As it is forming, zircon takes up trace amounts of uranium but strongly rejects lead. Over time, the uranium decays into lead inside the zircon; so any lead in a zircon crystal has to be from the radioactive decay of uranium.

Because the rate at which uranium decays is known precisely, the lead ratios can be used to date the zircon.

But the researchers didn't rely on just the zircon. They also analyzed crystals of apatite, which formed as hot fluids moved through the impact-fractured rock. The isotope ratios in the apatite gave an age of around 3.019 billion years – extremely close to the zircon date.
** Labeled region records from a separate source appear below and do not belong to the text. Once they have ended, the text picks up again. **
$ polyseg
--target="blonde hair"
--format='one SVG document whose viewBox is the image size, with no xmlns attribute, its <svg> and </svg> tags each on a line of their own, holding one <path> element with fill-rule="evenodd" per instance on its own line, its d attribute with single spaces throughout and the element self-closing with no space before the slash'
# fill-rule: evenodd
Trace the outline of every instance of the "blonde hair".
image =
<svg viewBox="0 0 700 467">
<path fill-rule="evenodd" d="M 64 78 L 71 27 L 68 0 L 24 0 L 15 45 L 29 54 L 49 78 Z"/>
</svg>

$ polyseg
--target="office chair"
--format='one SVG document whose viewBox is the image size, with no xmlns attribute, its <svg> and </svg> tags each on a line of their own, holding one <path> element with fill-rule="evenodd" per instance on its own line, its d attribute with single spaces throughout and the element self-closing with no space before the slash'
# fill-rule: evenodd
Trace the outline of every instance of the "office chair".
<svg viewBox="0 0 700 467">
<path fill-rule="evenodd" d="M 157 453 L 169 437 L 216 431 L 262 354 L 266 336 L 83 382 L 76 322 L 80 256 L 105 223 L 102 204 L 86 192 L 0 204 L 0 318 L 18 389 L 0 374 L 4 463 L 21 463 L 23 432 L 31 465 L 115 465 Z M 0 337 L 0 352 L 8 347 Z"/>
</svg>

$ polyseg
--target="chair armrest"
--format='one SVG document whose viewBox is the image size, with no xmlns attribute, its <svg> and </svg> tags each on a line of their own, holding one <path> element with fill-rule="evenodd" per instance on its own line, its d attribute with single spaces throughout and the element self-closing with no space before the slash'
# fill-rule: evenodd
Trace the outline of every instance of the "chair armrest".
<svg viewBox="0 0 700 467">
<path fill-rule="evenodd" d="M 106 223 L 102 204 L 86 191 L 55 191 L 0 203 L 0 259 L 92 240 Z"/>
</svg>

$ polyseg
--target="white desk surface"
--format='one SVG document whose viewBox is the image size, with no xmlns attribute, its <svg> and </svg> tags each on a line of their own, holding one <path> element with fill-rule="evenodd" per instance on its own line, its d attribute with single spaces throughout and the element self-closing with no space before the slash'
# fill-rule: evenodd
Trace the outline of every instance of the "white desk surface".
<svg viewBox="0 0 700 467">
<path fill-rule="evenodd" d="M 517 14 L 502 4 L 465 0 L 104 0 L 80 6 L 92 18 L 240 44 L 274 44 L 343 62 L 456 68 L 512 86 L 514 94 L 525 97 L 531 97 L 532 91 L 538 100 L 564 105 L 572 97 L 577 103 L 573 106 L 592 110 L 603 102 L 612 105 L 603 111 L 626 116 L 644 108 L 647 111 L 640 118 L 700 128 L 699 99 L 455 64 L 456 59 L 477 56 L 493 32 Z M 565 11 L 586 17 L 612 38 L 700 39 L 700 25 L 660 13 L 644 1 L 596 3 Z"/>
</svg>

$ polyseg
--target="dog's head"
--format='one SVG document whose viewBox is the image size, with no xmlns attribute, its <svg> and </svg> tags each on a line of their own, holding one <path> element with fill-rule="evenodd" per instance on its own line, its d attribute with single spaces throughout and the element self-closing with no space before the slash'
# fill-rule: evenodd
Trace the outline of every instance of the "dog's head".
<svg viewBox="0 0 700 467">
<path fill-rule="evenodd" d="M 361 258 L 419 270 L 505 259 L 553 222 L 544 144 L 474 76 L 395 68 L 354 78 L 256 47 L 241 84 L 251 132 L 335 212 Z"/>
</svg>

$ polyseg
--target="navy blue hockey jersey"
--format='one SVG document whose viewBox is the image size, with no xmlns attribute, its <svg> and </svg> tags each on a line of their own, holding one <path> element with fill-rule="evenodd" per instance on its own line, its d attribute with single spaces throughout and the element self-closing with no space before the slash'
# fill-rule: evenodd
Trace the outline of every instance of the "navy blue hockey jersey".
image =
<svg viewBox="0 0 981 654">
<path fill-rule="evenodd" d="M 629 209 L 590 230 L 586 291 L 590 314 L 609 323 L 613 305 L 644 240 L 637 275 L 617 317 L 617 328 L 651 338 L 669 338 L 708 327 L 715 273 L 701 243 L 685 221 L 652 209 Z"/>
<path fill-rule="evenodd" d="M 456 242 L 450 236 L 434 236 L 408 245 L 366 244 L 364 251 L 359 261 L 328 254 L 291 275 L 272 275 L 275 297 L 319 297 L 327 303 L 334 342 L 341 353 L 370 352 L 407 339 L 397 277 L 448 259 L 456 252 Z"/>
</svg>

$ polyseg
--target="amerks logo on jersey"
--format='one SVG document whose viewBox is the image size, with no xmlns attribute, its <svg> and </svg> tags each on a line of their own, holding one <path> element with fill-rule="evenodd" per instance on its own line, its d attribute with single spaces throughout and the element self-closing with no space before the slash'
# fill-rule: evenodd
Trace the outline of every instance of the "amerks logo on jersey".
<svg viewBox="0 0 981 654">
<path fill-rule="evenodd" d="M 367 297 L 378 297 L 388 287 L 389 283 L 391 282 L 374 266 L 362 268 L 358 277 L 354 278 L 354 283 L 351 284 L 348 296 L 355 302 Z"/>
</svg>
That age matters because it places the impact in a very different Earth from the one we know today.

"A 3 billion-year-old crater records impact into a much younger Earth, with hotter crust, different surface environments, and early microbial ecosystems," Kirkland told ScienceAlert.

"It can tell us how impacts fractured ancient crust, drove hot fluids through rocks, and may have changed the environments where early life was living or being preserved."

Subscribe to ScienceAlert's free fact-checked newsletter

It's not the oldest evidence of an impact on Earth.

Tiny molten droplets of debris blasted out by ancient impacts have been found in even older rocks in Australia and South Africa. But those discoveries don't reveal where the impactors struck or what their craters looked like.

Related: Geologists Went Looking For Gold. They Found Something Far Rarer.

North Pole Dome offers more than molten crumbs.

Although the crater rim and other raised features have long been scoured away, the site can still be interpreted as an actual crater, and as such can be used to study how impacts may have interacted with the planet at the crucial time when life was emerging.

"The surprise was that the answer was neither the original stratigraphic estimate nor the much younger stratigraphic reinterpretation," Kirkland said.

"The minerals gave a third answer: About 3.02 billion years ago, zircon recrystallized, and hydrothermal apatite grew. That is why direct dating matters. It lets the rocks and the minerals within provide their own timestamp."

The research has been published in Geology.